### Quick, dirty and shallow definitions

#### by Matthias Puech

Here is a quick hack. A few months ago, I advocated for pointer equality in OCaml (==) as a way to deal with fresh symbols in a toy compiler. Today, I’ll show another application of pointer equality: how to trivially implement a mechanism of definitions, to e.g. pretty-print programs in a more readable way. Once again, this is really easy, but I never heard of such a trick, so here it is.

Have you ever implemented an quick prototype for a language, and be annoyed by the lack of definition mechanism? For instance, you define a small calculus and encode a few constructs to test it, but end up with outputs like:

((\n. \p. \f. \x. n f (p f x)) (\f. \x. f (f x)) (\f. \x. f (f x))) (\b. (\b. \x. \y. b x y) b (\x. \y. x) (\x. \y. x))

when you only wanted the system to print:

2 + 2

(these two constants being Church-encoded in the λ-calculus, FWIW).

One possibility, the Right One™, is to add a definition construct to your language, together with a map from name to definition:

type exp = | ... | Def of string type env = (string * exp) list type program = env * exp

Some would call this a *deep encoding* of definitions. But it is unfortunately very boring: for each function traversing your programs, you will now have to add a case that traverses constructs by looking up their definitions.

Here is another, *shallow* solution: keep the expressions as they are, and just have a global, reverse map from expression pointers to names. Each time you want to pretty-print a term, first look if it is not associated with a name in the table.
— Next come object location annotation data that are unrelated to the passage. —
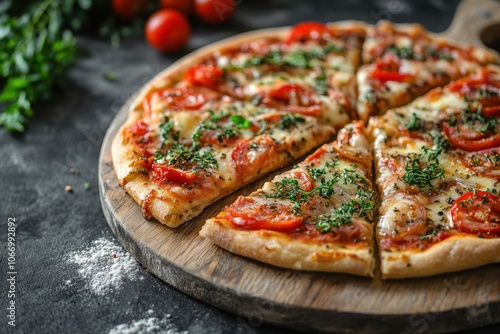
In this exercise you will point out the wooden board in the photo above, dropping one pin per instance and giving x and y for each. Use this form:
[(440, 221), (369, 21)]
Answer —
[(299, 300)]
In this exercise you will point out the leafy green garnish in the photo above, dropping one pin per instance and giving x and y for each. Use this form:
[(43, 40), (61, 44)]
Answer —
[(240, 121), (297, 58), (35, 53), (289, 120), (402, 52), (361, 205), (472, 118), (187, 158), (321, 85), (422, 169), (415, 123)]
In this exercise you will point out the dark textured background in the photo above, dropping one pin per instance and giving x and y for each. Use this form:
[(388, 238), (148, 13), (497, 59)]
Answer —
[(67, 132)]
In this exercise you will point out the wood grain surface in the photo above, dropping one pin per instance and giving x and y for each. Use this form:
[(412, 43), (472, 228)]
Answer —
[(298, 300)]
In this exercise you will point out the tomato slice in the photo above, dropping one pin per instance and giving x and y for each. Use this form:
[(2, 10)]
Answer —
[(247, 214), (167, 174), (457, 139), (306, 31), (384, 76), (209, 76), (294, 98), (477, 213), (252, 154), (178, 99), (316, 155)]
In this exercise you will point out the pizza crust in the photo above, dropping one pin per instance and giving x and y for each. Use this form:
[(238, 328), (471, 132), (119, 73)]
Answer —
[(452, 254), (279, 250)]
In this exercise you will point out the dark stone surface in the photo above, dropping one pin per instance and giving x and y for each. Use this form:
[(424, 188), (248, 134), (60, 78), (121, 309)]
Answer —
[(67, 132)]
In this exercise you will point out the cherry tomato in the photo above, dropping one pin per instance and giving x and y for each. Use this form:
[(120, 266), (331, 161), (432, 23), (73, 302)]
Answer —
[(167, 30), (479, 143), (245, 213), (477, 213), (294, 98), (306, 31), (183, 6), (209, 76), (165, 174), (129, 9), (214, 11)]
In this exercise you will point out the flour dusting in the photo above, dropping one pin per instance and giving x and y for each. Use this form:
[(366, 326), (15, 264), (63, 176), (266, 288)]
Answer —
[(148, 325), (104, 266)]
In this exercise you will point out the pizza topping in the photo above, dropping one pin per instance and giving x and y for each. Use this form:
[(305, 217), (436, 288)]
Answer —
[(477, 213), (164, 174), (209, 76), (294, 98), (389, 69), (187, 158), (472, 130), (422, 169), (248, 213), (253, 152), (307, 31), (178, 99), (404, 215), (361, 205)]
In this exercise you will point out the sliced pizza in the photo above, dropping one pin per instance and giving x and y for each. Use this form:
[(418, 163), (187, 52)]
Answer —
[(235, 112), (402, 62), (438, 170), (316, 216), (310, 71)]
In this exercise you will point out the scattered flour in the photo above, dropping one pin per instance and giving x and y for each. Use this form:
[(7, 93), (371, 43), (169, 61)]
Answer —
[(104, 266), (149, 325)]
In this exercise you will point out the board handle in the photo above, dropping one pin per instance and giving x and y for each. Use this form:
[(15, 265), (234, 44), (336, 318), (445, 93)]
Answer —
[(476, 22)]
Let me implement that.

First, we will need a simplistic map module with pointer equality comparison:

module QMap (T : sig type t type u end) : sig open T val register : u -> t -> t val lookup_or : (t -> u) -> t -> u end = struct let tbl = ref [] let register v x = tbl := (x, v) :: !tbl; x let lookup_or f x = try List.assq x !tbl with Not_found -> f x end

It is implemented as a list (we can’t really do better than this), and the `lookup`

function first tries to find a match with the same memory address (function `List.assq`

), or applies a certain function in case of failure.

Then we define our language (here the λ-calculus), and instantiate the functor with a target type of strings:

type exp = | Lam of string * exp | App of exp * exp | Var of string include QMap (struct type t = exp type u = string end)
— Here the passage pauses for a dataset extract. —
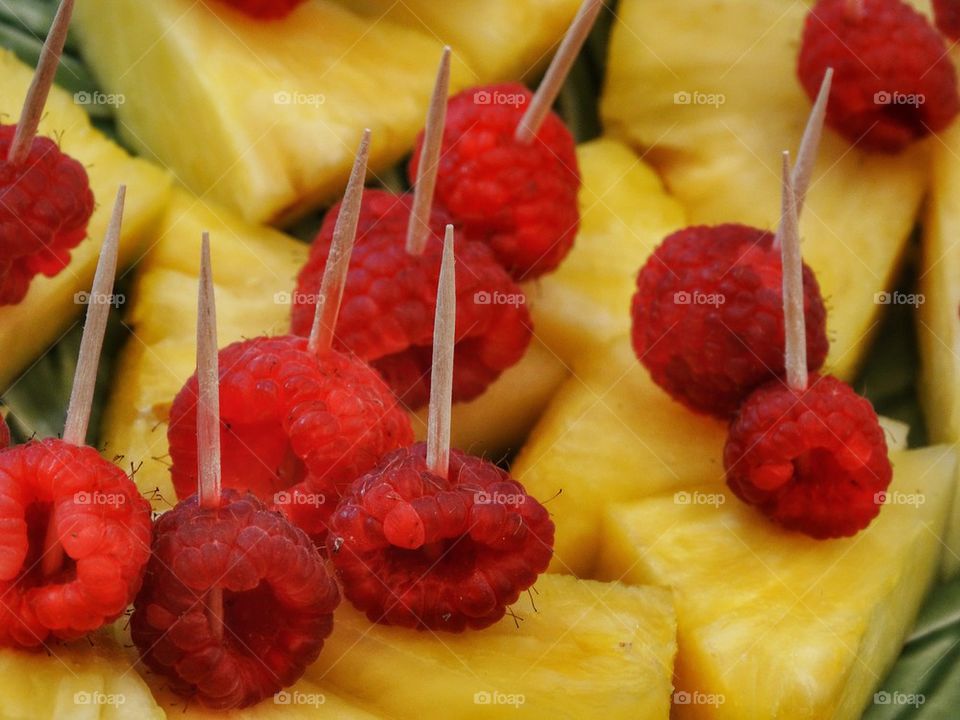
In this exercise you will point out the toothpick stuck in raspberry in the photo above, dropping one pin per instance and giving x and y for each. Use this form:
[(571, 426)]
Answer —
[(40, 87), (338, 261), (419, 228), (559, 68)]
Let’s now encode some (classic) example expressions for testing:

(* church numerals *) let num n = let rec aux = function | 0 -> Var "x" | n -> App (Var "f", aux (n-1)) in register (string_of_int n) (Lam ("f", Lam ("x", aux n))) (* addition *) let add = register "add" (Lam ("n", Lam ("p", Lam ("f", Lam ("x", App (App (Var "n", Var "f"), App (App (Var "p", Var "f"), Var "x")))))))
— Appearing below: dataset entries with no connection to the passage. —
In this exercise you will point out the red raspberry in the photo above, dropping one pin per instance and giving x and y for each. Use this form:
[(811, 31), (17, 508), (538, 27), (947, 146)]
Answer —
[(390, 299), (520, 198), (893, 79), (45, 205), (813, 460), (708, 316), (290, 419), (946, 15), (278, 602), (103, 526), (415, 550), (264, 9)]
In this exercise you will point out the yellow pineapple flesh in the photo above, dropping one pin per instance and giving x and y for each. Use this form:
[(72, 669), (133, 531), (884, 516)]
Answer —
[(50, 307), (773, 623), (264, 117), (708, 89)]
Notice how, as we define these encodings, we give them a name by registering them in the map. Now defining the pretty-printer:

let rec to_string () = let rec lam = function | Lam (x, m) -> "\\" ^ x ^ ". " ^ lam m | e -> app e and app = function | App (m, n) -> app m ^ " " ^ to_string () n | f -> to_string () f in lookup_or (function | Var s -> s | m -> "(" ^ lam m ^ ")")

Notice the use of function `lookup_or`

? At each iteration, we look in the table for a name, and either return it or continue pretty-printing. (Before you ask, the unit argument to `to_string`

is there to convince OCaml that we are indeed defining a proper recursive function, which I wish it could find out by itself).

That’s it! Now we can ask, say, to print a large term composed by our previous definitions:

print_string (to_string () (App (App (add, num 2), num 2)));;

and get this output:

(add 2 2)

while retaining the structure of the underlying term. I could then go ahead and define various transformations, interpreters etc. As long as they preserve the memory location of unchanged terms, (i.e. do not reallocate too much), my pretty-printing will be well… pretty.

Does this scale up? Probably not. What else can we do with this trick? Memoization anyone?

I don’t see why you need to deal with memory locations when you’ve got a white-box datastructure like ‘exp’. You can implement (intensional) function equality quite easily. I’ve never written OCaml, but here’s some Coq (assuming straighforward definitions of “==” for strings and “&&” for booleans):

Fixpoint exp_eq lhs rhs := match (lhs, rhs) with

| (Lam x1 f1, Lam x2 f2) => x1 == x2 && exp_eq f1 f2

| (App l1 r1, App l2 r2) => exp_eq l1 l2 && exp_eq r1 r2

| (Var s1, Var s2) => s1 == s2

| _ => false

end.

Now you can do the same trick of storing definitions against (string) names in a map, but rather than comparing memory address, you can compare the datastructures directly using exp_eq. This intensional equality will actually spot more expressions than using the memory address (which is a form of definitional equality).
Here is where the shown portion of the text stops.